Adaptive State-Space Transfer Function

Python 3.9+ PyTorch 2.0+ License: Community/Commercial Tests

Tiny, self-adapting neural layers for efficient edge AI and continual learning.

ASSTF (Adaptive State-Space Transfer Function) is a PyTorch framework that lets neural layers continuously reconfigure their effective state space through a small set of structural parameters. It combines parameter-efficient learning with inference-time adaptation, making it ideal for edge devices, personalization, and continual learning.


Open In Colab

🚀 Current Status: Stage 1 — Grounding Credit

This repository is the Stage 1 reference implementation of ASSTF. It is designed to be:

  • Reproducible: every demo includes open data-generation scripts; results can be verified on a laptop.
  • Extensible: drop-in ASSTFLinear / ASSTFConv1d layers let you test ASSTF on your own architectures.
  • Transparent: we clearly label which demos use synthetic data and which use real-world datasets.

App 01–05 use controlled, reproducible synthetic data to isolate and demonstrate ASSTF's algorithmic behavior.
App 06 validates ASSTF on the real SST-2 sentiment dataset.
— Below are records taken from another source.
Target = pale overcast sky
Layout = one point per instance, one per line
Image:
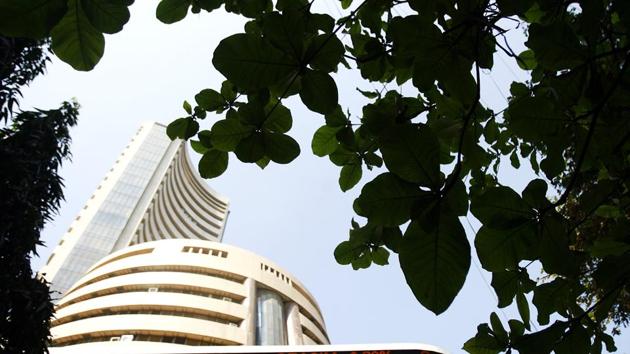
(296, 214)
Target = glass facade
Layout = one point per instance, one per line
(270, 323)
(102, 231)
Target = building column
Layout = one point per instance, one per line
(249, 324)
(294, 326)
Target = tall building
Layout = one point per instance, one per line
(151, 193)
(143, 266)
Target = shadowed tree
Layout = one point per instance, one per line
(569, 122)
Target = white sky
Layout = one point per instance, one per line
(295, 215)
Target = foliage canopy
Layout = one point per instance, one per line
(32, 147)
(569, 122)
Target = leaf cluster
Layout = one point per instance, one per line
(31, 151)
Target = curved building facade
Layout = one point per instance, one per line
(151, 193)
(187, 292)
(143, 264)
See docs/OPEN_SOURCE_STAGES.md for the full three-stage roadmap toward global adoption.


Why ASSTF?

  • 🧠 Parameter-efficient — low-rank structural adapters add far fewer parameters than dense layers.
  • 🔄 Adapts at inference time — personalize to users, noise, or drift without retraining.
  • 📱 Edge-ready — runs on CPU, mobile, and embedded hardware.
  • 🔒 Privacy-first — on-device adaptation; user data never leaves the device.
  • 🌱 Sustainable AI — smaller models mean lower energy and memory costs.
  • 🔌 Drop-in replacement — swap nn.LinearASSTFLinear in minutes.

30-Second Quick Start

import torch
from asstf import ASSTFLinear

# Replace any nn.Linear with ASSTFLinear
layer = ASSTFLinear(128, 64, structural_rank=4)
x = torch.randn(16, 128)
out = layer(x)  # shape: (16, 64)

Train and evaluate all six demos:

git clone https://github.com/SafewareTaiwan/leanai-asstf.git
cd leanai-asstf
python3 -m venv .venv && source .venv/bin/activate
pip install -r requirements.txt
pytest tests/ -v
python run_all.py

Installation

From PyPI (recommended)

pip install leanai-asstf

From source

git clone https://github.com/SafewareTaiwan/leanai-asstf.git
cd leanai-asstf
pip install -r requirements.txt

For NLP demos:

pip install -r requirements-optional.txt

How It Works

ASSTF replaces a standard layer with the composition of a core transfer function Γ and a structural modulator Ψ:

base = x · W_c^T + b_c              # core knowledge (θc)
M    = σ(gate) · (U · V)            # low-rank structural adapter (θs)
out  = base + x · M^T               # composed output
  • θc stores the base task knowledge.
  • θs controls how the layer adapts to new data.
  • At inference time, SurpriseMinimizer updates only θs, enabling fast personalization.

ASSTF Layer Architecture

Read more:


The 5+1 Demos

# Application Highlight Data Type
1 Embedded Gesture Recognition Online personalization to new users Synthetic multi-user IMU Proof-of-concept
2 Wake-Word Detection ASSTFConv1d + dynamic rank under noise Synthetic 1D audio Proof-of-concept
3 Time-Series Anomaly Detection Continuous learning under concept drift Synthetic industrial sensors Proof-of-concept
4 Few-Shot Meta-Learner θs as task-specific meta-knowledge sklearn digits / mini-tasks Proof-of-concept
5 Online RL Dynamic Policy Policy adaptation to changing dynamics Custom pendulum environment Proof-of-concept
+1 Edge NLP ASSTF replaces BERT-Tiny FFN layers Real SST-2 + SentencePiece Real-world validation

All synthetic demos include open, seeded data-generation scripts so you can reproduce them exactly and swap in your own datasets.


Benchmark Highlights

App Model Params Metric Data Type
Gesture ASSTF 4,665 100.0% acc Synthetic
Gesture Static 38,213 100.0% acc Synthetic
Wake-word (-5 dB) ASSTF 779 74.62% acc Synthetic
Wake-word (-5 dB) Static 1,202 57.13% acc Synthetic
Anomaly ASSTF 506 F1 = 0.946 Synthetic
Anomaly Static 2,080 F1 = 0.508 Synthetic
Few-shot ASSTF 2,105 19.73% acc sklearn digits
Few-shot Static 7,237 19.39% acc sklearn digits
RL adapted reward ASSTF 965 39.66 Custom env
RL adapted reward Static 1,441 32.97 Custom env
Edge NLP (SST-2) ASSTF (h=96) 403,896 67.88% acc Real
Edge NLP (SST-2) Static 649,218 67.75% acc Real

ASSTF Parameter Efficiency

See docs/BENCHMARKS.md for full results and reproduction commands.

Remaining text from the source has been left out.